James Royal, Ph.D. | Bankrate.com (TNS)

Investors have a lot of concerns right now – the potential for falling interest rates, the U.S. elections and the emergence of artificial intelligence. How should they play these events?

Bankrate’s Market Mavens survey asked the experts about some of the most important questions for investors in 2024:

— Once the Fed begins cutting rates, how might investors and savers respond when yields or returns on savings are moving lower?

— With the U.S. election ahead, how should investors approach the uncertainty and the variety of potential outcomes?

— What is your view of the market’s enthusiasm around tech stocks and AI, and how should investors with long-term time horizons approach it?

How the pros respond to falling interest rates

The Federal Reserve has made it clear that it’s poised to move interest rates lower as soon as it sees inflation more consistently moving toward its 2 percent target. With inflation having moved lower, most market watchers think it’s only a matter of time until the Fed cuts rates.

So Bankrate asked survey participants: “Once the Fed begins cutting rates, depending on the timing and trajectory, what are some opportunities and/or risks, unintended (or intended) impacts that investors should consider? Related to that, how might investors and savers think or behave in an environment where yields or returns on savings are moving lower?”

“A lot depends not only when the Fed is cutting rates, but why,” says Patrick J. O’Hare, chief market analyst, Briefing.com. “If it is because inflation has moved toward the 2.0% target, but growth is still decent, then there is a lot of opportunity in value stocks and small-cap stocks.”

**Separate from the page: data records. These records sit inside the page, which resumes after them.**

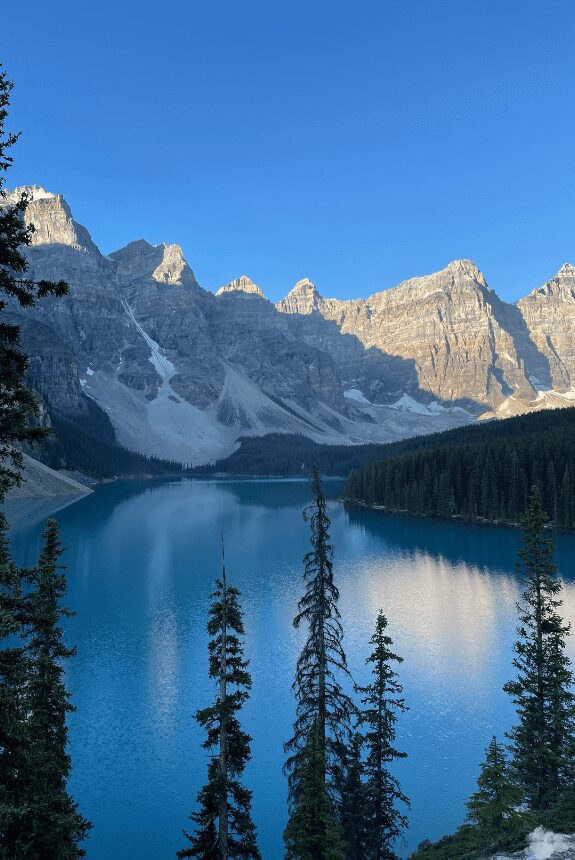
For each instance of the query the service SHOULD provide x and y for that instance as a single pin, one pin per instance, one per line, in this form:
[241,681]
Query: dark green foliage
[13,673]
[52,827]
[313,831]
[480,472]
[354,802]
[491,809]
[543,740]
[561,818]
[323,710]
[382,701]
[88,444]
[223,822]
[18,407]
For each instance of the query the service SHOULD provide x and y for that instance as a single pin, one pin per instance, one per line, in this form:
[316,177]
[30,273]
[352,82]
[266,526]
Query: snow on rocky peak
[303,298]
[242,284]
[34,192]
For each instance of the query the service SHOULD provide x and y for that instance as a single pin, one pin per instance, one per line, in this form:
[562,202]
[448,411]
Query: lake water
[141,559]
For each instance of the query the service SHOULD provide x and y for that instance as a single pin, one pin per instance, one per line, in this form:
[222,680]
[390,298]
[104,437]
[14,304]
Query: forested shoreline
[480,473]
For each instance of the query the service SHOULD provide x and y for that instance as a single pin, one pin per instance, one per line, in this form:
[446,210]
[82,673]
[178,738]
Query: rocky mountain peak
[242,284]
[303,298]
[164,263]
[52,218]
[461,272]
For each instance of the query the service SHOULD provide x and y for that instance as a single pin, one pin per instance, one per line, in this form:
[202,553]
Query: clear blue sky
[357,143]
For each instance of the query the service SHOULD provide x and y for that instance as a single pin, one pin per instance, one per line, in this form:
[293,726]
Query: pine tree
[313,831]
[382,702]
[224,826]
[544,739]
[354,802]
[13,672]
[53,828]
[323,710]
[18,406]
[492,808]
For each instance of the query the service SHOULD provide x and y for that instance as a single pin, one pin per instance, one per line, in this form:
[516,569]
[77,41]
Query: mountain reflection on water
[141,558]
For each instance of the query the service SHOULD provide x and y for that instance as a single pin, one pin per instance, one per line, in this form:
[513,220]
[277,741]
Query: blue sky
[356,143]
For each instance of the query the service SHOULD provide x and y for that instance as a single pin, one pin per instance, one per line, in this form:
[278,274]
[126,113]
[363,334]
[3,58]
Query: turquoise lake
[141,560]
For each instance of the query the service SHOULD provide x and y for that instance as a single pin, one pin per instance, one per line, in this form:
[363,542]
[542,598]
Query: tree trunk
[223,804]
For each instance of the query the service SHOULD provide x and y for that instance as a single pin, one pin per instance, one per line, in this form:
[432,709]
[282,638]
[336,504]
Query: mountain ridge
[183,372]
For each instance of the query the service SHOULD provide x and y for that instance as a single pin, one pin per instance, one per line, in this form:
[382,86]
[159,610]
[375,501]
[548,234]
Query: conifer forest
[287,564]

Top picks here might include the best performing small-cap ETFs.

“If rates are coming down because growth is faltering, or we are in a recession, it won’t be good for stocks in general but probably less bad for the quality growth stocks,” he says. “In this instance, there would be opportunity in Treasuries and cash would be held dear as investors look simply to preserve capital.”

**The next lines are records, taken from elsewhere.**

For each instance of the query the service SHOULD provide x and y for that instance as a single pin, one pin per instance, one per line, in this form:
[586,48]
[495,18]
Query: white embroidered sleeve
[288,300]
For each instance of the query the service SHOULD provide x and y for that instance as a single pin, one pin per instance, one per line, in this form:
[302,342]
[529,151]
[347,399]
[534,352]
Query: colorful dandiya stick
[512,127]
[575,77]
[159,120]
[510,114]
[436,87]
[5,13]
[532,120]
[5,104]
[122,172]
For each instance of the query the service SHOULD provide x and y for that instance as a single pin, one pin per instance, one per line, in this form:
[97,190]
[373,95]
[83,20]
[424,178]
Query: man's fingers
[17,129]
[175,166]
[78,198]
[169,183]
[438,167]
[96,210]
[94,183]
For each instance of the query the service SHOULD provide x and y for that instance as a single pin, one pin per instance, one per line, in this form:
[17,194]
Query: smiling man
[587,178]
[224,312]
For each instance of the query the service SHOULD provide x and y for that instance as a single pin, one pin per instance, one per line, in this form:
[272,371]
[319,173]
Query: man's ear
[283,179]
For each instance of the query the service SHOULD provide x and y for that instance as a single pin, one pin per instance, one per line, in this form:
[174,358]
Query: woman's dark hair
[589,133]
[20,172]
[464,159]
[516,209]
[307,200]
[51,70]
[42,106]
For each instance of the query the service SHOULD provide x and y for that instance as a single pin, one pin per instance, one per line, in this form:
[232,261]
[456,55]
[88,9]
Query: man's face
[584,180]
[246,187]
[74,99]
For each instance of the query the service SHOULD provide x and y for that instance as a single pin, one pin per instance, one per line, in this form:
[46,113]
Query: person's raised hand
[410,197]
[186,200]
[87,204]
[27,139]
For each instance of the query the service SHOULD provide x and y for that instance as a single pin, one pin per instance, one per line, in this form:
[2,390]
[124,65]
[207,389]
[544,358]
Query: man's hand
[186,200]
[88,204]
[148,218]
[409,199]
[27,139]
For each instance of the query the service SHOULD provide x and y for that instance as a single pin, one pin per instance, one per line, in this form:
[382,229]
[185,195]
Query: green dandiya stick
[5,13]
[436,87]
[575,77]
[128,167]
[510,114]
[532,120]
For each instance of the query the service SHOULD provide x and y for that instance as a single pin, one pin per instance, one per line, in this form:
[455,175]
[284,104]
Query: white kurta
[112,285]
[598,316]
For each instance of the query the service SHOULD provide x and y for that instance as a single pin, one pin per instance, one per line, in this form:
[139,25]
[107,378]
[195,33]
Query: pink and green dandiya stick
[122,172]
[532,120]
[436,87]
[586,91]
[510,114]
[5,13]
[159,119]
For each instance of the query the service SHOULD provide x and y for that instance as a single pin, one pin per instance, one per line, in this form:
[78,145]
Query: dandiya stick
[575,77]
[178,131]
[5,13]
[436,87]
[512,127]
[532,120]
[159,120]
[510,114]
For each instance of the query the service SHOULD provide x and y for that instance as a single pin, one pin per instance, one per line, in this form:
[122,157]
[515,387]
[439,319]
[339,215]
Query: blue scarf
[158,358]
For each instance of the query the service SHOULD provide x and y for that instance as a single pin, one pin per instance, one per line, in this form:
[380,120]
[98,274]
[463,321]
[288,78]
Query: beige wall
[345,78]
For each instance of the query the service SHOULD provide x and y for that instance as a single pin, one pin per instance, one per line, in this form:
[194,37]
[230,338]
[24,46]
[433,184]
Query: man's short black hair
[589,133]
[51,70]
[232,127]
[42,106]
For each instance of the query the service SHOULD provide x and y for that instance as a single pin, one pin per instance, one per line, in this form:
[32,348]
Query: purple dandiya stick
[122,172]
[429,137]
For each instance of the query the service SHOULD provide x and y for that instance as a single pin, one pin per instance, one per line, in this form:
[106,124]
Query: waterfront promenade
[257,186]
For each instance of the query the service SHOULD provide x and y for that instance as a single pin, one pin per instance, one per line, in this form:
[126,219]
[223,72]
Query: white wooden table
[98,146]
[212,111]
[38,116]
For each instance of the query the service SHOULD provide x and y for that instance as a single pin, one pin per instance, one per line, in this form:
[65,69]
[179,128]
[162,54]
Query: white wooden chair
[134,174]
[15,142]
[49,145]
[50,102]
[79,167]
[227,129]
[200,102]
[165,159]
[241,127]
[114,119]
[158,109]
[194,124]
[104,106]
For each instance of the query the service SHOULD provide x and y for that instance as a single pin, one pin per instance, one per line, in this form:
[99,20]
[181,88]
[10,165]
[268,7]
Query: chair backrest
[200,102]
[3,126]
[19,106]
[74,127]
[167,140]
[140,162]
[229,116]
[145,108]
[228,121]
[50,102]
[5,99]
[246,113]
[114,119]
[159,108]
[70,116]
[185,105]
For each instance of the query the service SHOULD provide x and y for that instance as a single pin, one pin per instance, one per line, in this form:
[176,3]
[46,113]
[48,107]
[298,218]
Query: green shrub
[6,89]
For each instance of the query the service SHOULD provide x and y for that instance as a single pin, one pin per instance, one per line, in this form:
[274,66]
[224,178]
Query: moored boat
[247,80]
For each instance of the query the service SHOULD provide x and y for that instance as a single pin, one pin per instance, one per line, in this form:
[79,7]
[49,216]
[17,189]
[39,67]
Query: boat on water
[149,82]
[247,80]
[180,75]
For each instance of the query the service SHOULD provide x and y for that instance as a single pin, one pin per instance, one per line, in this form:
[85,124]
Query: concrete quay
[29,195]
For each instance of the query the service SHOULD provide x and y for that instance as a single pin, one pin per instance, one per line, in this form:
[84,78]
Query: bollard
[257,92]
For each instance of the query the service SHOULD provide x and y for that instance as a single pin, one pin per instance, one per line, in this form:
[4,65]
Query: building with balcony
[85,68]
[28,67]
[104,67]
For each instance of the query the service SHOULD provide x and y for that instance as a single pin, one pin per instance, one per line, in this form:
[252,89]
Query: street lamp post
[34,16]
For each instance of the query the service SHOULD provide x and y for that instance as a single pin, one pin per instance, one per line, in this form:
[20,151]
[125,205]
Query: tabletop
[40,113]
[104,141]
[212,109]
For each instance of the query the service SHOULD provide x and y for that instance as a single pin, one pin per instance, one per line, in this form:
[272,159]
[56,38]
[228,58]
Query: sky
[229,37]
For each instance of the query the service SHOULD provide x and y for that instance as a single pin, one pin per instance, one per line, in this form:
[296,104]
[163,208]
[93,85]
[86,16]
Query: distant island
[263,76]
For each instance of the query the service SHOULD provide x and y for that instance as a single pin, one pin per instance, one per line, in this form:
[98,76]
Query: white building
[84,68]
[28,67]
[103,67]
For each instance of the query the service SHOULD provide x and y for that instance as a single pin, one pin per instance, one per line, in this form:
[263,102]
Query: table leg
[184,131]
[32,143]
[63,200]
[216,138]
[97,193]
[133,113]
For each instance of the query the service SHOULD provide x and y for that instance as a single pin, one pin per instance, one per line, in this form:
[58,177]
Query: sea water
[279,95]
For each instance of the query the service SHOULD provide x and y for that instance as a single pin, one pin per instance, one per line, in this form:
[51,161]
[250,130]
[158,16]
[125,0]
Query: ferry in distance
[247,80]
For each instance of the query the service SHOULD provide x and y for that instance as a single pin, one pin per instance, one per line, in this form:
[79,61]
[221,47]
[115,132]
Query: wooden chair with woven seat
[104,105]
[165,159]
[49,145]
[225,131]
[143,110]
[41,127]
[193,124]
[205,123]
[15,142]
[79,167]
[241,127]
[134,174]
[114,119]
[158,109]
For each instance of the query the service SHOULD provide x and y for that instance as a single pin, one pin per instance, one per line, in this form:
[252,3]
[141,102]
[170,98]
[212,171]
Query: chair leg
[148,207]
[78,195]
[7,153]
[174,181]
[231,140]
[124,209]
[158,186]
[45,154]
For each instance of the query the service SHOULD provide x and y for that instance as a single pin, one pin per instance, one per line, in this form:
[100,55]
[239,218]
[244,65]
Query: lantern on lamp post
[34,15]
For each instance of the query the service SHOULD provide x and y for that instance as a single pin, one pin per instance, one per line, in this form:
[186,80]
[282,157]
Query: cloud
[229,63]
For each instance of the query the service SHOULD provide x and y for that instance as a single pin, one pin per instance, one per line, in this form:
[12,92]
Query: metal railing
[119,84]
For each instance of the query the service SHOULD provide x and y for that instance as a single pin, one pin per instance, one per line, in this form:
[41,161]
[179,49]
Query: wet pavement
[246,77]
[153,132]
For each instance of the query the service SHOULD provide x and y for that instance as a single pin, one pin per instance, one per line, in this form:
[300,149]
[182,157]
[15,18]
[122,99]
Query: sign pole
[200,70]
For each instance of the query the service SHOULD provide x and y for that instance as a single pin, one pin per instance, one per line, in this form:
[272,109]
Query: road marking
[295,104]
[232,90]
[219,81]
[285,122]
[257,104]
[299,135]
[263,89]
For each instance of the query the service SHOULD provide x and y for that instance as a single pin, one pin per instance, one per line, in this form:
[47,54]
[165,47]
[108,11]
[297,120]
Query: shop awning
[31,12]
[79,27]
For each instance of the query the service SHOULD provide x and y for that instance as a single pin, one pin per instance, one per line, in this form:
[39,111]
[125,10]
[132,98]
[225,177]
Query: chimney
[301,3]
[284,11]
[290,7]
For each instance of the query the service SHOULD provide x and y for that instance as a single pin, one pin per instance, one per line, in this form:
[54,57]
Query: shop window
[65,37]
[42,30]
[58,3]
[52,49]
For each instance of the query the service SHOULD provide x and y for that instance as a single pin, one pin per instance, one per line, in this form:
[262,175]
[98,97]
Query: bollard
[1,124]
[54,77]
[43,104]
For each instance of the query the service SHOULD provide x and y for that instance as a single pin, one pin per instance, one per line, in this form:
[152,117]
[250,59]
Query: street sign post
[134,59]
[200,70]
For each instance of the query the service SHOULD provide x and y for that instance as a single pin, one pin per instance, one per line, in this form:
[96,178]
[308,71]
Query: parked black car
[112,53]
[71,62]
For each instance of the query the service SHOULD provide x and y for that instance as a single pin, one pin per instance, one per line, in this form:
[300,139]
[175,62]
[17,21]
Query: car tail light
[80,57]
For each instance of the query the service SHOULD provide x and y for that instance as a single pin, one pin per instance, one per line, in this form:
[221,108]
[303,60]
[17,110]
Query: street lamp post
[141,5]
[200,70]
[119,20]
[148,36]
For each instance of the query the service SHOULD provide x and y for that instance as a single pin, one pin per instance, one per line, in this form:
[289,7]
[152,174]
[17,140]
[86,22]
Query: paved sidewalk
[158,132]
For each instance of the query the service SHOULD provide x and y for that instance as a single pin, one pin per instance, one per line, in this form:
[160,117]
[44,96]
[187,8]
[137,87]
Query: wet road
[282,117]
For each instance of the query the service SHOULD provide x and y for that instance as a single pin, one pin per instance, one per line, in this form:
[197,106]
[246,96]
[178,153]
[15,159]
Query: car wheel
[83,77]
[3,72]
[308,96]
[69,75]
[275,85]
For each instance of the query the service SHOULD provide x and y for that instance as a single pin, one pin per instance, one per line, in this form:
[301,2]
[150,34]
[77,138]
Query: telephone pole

So investors may turn to top money market funds in that case.

“When the Fed starts cutting rates, equities tend to do well, particularly small cap stocks, as they have more floating rate debt than large cap companies,” says Dec Mullarkey, managing director, SLC Management. “As the cost of debt drops, earnings improve as long as economic growth holds up.”

But the pace of Fed rate cuts is also important to the market’s performance, say analysts.

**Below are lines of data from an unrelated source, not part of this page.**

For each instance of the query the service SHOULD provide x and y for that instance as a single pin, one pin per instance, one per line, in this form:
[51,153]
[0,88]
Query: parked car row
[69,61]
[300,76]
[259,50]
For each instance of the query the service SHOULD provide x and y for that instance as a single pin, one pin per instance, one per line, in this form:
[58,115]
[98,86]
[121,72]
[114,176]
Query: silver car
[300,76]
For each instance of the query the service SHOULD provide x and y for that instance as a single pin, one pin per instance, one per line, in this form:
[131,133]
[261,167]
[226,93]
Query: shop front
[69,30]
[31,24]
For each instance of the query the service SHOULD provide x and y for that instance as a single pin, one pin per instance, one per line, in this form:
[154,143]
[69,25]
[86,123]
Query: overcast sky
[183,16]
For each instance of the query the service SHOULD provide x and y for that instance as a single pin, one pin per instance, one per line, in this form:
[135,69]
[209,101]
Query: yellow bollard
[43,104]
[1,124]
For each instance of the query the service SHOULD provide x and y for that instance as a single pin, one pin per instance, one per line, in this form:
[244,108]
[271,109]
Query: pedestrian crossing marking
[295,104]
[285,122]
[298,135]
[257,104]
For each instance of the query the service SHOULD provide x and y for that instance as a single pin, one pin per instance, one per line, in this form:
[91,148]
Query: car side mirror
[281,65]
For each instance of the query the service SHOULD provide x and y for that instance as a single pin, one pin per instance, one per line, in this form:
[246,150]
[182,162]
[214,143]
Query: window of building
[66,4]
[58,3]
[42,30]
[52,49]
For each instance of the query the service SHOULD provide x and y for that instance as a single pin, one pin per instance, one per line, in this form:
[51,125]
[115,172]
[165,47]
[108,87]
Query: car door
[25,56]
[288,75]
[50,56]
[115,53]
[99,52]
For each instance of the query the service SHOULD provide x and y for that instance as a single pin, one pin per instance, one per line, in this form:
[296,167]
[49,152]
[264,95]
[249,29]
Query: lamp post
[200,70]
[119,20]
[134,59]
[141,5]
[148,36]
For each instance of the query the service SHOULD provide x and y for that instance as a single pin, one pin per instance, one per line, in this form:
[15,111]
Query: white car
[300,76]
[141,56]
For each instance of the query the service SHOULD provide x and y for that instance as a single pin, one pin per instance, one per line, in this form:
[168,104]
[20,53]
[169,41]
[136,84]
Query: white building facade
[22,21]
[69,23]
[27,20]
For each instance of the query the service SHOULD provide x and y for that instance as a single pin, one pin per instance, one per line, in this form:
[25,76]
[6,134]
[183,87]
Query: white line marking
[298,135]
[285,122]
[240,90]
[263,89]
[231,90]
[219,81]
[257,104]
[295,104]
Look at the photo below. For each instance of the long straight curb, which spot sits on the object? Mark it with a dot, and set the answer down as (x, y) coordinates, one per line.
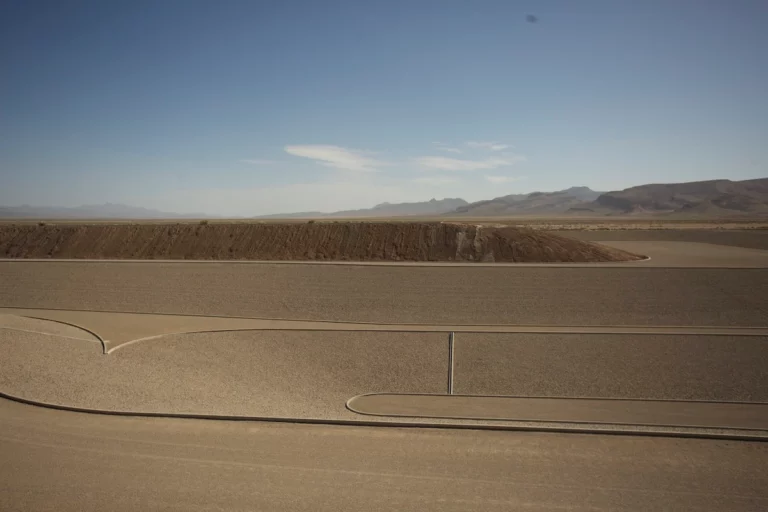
(361, 423)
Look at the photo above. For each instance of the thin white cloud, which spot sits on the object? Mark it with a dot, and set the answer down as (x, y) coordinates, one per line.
(489, 145)
(442, 163)
(503, 179)
(435, 180)
(258, 161)
(336, 157)
(444, 147)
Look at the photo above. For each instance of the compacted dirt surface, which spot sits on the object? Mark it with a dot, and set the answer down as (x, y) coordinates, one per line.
(329, 241)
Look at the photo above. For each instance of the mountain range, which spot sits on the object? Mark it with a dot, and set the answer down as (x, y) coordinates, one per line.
(535, 203)
(431, 207)
(92, 211)
(713, 198)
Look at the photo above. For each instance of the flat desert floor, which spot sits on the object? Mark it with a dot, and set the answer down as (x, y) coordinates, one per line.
(122, 380)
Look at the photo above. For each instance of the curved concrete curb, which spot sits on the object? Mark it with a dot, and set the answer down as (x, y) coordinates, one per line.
(92, 333)
(352, 407)
(563, 264)
(362, 423)
(755, 330)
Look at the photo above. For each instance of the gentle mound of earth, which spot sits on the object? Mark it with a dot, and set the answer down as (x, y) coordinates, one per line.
(341, 241)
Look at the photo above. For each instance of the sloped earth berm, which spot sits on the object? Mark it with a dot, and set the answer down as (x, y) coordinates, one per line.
(323, 241)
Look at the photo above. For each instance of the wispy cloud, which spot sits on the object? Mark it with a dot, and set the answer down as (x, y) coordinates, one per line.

“One concern that investors could have is that even though the Fed begins to cut rates, do they do it too slowly,” says Brad McMillan, chief investment officer, Commonwealth Financial Network. “There have been signs of deceleration in some of the economic data. Investor sentiment could become overly negative if they begin to think the Fed should be more aggressive.”

How should investors respond to U.S. election uncertainty?

A hard-fought presidential election is one of the biggest uncertainties facing Americans this year, but big Congressional shifts could also play out, too. So Bankrate asked: “With the U.S. election ahead, how should investors think about uncertainty (if at all) as well as the variety of potential outcomes, including who wins the White House and how control of Congress is determined?”

Many respondents mentioned key uncertainties surrounding government spending but also noted that stocks tended to go up over time regardless of the political administration in office.

“Volatility tends to increase when the U.S. gears up for a presidential election,” says Mullarkey. “Since markets are very familiar with both presidential candidates, there are fewer unknowns. And the market in general performed well under both.”